The idea that storytelling isn't worth the paper it's printed on (or the cyber space it occupies) is a new one. It's a new one in any culture and at any time period. But it does seem to have taken hold in this century. Now, largely it's taken hold because it's self-serving. People very often try to justify the shitty things they do by coming up with elaborate reasons for why it's actually okay. And a lot of the reasoning for piracy smacks of that. Lots of grandiose talk about defining legal terms and artistic obligation and so forth. Most of it missing the point that piracy is illegal pretty much everywhere on the planet because most people, including governments, think it's not cool to steal from artists. Most cultures value art and artists. Heck, even the Nazis valued art and artists -- they were just rather particular about which art and artists.
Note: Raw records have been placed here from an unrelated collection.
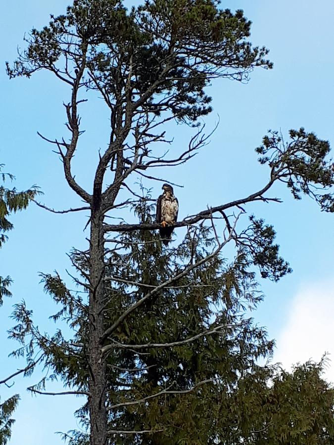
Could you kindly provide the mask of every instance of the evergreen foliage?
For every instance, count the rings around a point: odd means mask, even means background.
[[[241,11],[222,10],[215,0],[148,0],[130,11],[117,0],[75,0],[65,14],[33,30],[27,48],[7,64],[10,78],[47,70],[71,90],[69,141],[44,138],[57,147],[69,187],[87,204],[64,211],[89,212],[88,248],[70,256],[80,289],[43,274],[59,305],[56,330],[40,332],[22,302],[10,332],[27,373],[36,356],[49,372],[32,392],[45,393],[59,379],[65,393],[85,398],[77,413],[82,431],[63,436],[71,445],[334,440],[333,390],[321,378],[323,362],[291,373],[258,364],[274,344],[250,317],[263,298],[257,273],[278,281],[291,269],[273,226],[255,215],[246,222],[244,215],[247,203],[279,201],[266,195],[279,182],[296,199],[303,193],[334,211],[328,143],[303,129],[291,131],[287,143],[270,132],[256,149],[270,169],[268,182],[176,223],[187,231],[175,247],[162,246],[149,193],[134,191],[129,179],[134,173],[157,179],[153,167],[182,164],[206,144],[198,120],[212,110],[206,90],[214,79],[247,80],[254,68],[272,67],[268,50],[248,42],[250,26]],[[110,119],[92,193],[76,181],[71,165],[87,90],[102,96]],[[155,147],[168,142],[164,124],[172,119],[196,128],[189,147],[171,158]],[[122,187],[128,196],[120,202]],[[124,207],[138,222],[108,223]],[[62,332],[64,322],[72,338]]]
[[[0,403],[0,445],[6,445],[10,439],[11,427],[15,422],[11,416],[17,406],[19,399],[16,395],[3,403]]]
[[[15,188],[9,189],[5,187],[6,178],[12,180],[14,177],[9,173],[1,173],[3,167],[3,164],[0,164],[0,174],[2,181],[2,184],[0,185],[0,248],[7,239],[6,233],[13,228],[13,224],[8,219],[9,215],[26,209],[30,200],[38,193],[36,187],[21,192],[18,192]],[[11,282],[10,277],[2,278],[0,276],[0,306],[2,304],[3,297],[9,297],[11,295],[8,290]]]
[[[0,164],[0,173],[3,167],[3,164]],[[11,180],[14,179],[10,174],[1,173],[2,184],[0,185],[0,248],[7,240],[6,232],[13,228],[13,224],[8,219],[10,214],[26,209],[30,200],[38,193],[36,187],[21,192],[18,192],[15,188],[7,188],[4,186],[6,178]],[[8,289],[11,282],[9,276],[0,276],[0,306],[2,304],[3,297],[11,296]],[[3,383],[4,382],[0,382],[0,384]],[[0,445],[6,445],[10,438],[11,427],[15,422],[11,416],[16,408],[19,399],[18,395],[15,395],[0,403]]]

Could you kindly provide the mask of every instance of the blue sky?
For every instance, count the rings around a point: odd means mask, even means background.
[[[36,132],[50,137],[66,134],[62,104],[68,100],[68,89],[48,74],[9,81],[4,61],[14,59],[17,46],[23,46],[25,32],[45,25],[49,13],[61,13],[68,2],[5,0],[0,6],[0,163],[17,177],[18,188],[37,184],[45,193],[41,200],[58,209],[80,201],[65,184],[57,156]],[[286,134],[290,128],[303,126],[334,143],[334,3],[231,0],[222,6],[244,10],[253,22],[251,41],[270,49],[274,67],[254,71],[247,85],[218,81],[208,90],[214,111],[205,120],[208,128],[218,116],[220,119],[210,144],[187,165],[166,173],[171,181],[184,185],[177,190],[181,218],[208,205],[244,196],[264,183],[268,172],[257,163],[254,148],[270,129]],[[82,113],[87,133],[75,168],[79,181],[89,186],[97,149],[106,143],[107,116],[96,99],[85,104]],[[188,129],[175,126],[173,132],[172,147],[186,143]],[[309,199],[294,201],[283,185],[275,192],[283,204],[257,205],[251,210],[274,223],[281,252],[293,273],[277,284],[261,283],[266,297],[254,316],[268,327],[271,337],[278,339],[277,359],[288,365],[319,358],[325,350],[334,352],[328,317],[334,309],[333,220]],[[154,185],[153,192],[159,193],[159,185]],[[64,274],[69,266],[66,253],[72,246],[85,245],[87,236],[82,230],[87,221],[84,215],[55,215],[31,206],[13,220],[15,230],[0,252],[1,275],[10,274],[14,280],[13,299],[0,309],[0,378],[20,365],[6,358],[15,346],[6,340],[11,305],[24,299],[40,327],[53,328],[48,317],[54,308],[43,292],[38,272],[56,269]],[[328,375],[332,378],[333,374]],[[32,398],[25,389],[34,381],[18,378],[12,388],[0,389],[2,399],[14,393],[21,395],[11,443],[60,444],[53,433],[76,427],[72,413],[80,401]]]

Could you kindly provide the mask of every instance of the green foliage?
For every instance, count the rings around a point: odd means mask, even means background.
[[[19,399],[19,396],[16,395],[3,403],[0,403],[0,445],[6,445],[10,439],[11,427],[15,422],[11,417],[17,406]]]
[[[0,164],[0,172],[3,167],[2,164]],[[6,177],[11,180],[14,179],[14,177],[8,173],[2,173],[1,177],[3,184]],[[26,209],[30,200],[38,193],[36,186],[25,191],[18,192],[15,188],[9,189],[4,185],[0,185],[0,248],[7,239],[6,232],[13,228],[13,224],[8,219],[9,215]],[[2,298],[11,295],[8,290],[11,282],[11,280],[9,276],[4,278],[0,276],[0,306],[2,304]]]
[[[153,218],[152,210],[143,200],[135,211],[142,222],[149,223]],[[251,220],[256,230],[264,231],[259,235],[265,240],[263,251],[275,251],[276,259],[271,262],[268,259],[271,271],[268,276],[278,279],[284,273],[282,263],[277,261],[279,257],[272,228],[263,221]],[[244,241],[247,231],[242,232]],[[253,233],[251,240],[252,236]],[[124,233],[113,242],[116,248],[107,254],[106,328],[148,289],[180,272],[191,261],[205,258],[215,238],[211,229],[202,225],[191,228],[174,248],[163,249],[158,233],[149,231]],[[107,406],[120,404],[109,411],[109,429],[156,432],[119,434],[112,436],[111,443],[332,443],[334,393],[321,377],[325,362],[298,365],[291,372],[277,365],[257,364],[259,358],[271,356],[274,344],[265,330],[246,316],[263,296],[255,279],[258,251],[254,252],[253,246],[249,240],[240,245],[232,262],[213,257],[148,300],[117,328],[112,342],[131,348],[182,341],[222,326],[216,333],[174,347],[111,350],[106,363]],[[72,260],[83,276],[88,266],[85,255],[74,251]],[[261,271],[261,265],[257,266]],[[31,336],[28,350],[36,353],[36,348],[42,349],[46,366],[53,370],[54,376],[71,387],[87,390],[87,306],[66,288],[58,274],[42,278],[46,291],[62,308],[55,321],[61,315],[74,328],[75,336],[65,341],[59,332],[52,337],[41,335],[33,326],[31,312],[22,305],[17,308],[15,315],[19,323],[12,334],[16,332],[22,344],[27,343],[27,334]],[[43,381],[35,388],[45,384]],[[144,402],[122,406],[161,392]],[[83,428],[88,429],[87,404],[77,414]],[[62,437],[73,445],[89,443],[87,434],[80,431]]]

By the way, when I talk about "piracy" I'm not talking about sharing a book with your mom or ripping a CD for your girlfriend. I'm not talking watching YouTube vids or downloading the file of an out-of-print book from a dubious source or snitching a Google image for a blog post. Yes, all that IS piracy, but it's also inevitable and -- in my opinion -- harmless. Not everyone agrees, but I don't have a problem with low level sharing. No, what I think of as piracy are torrent sites and massive sharing -- and the startlingly self-righteous and hostile attitude that frequently accompanies it.

I mean, you can rationalize it however you want--and I've heard some mighty high-falutin' arguments as to why piracy is A-OK--but the bottom line is the pirate is someone who has decided (for whatever reason) that what he or she wants trumps what the artist wants and hopes for. Debate it any way you like, but in the final analysis the argument is What I want is more important than what you want.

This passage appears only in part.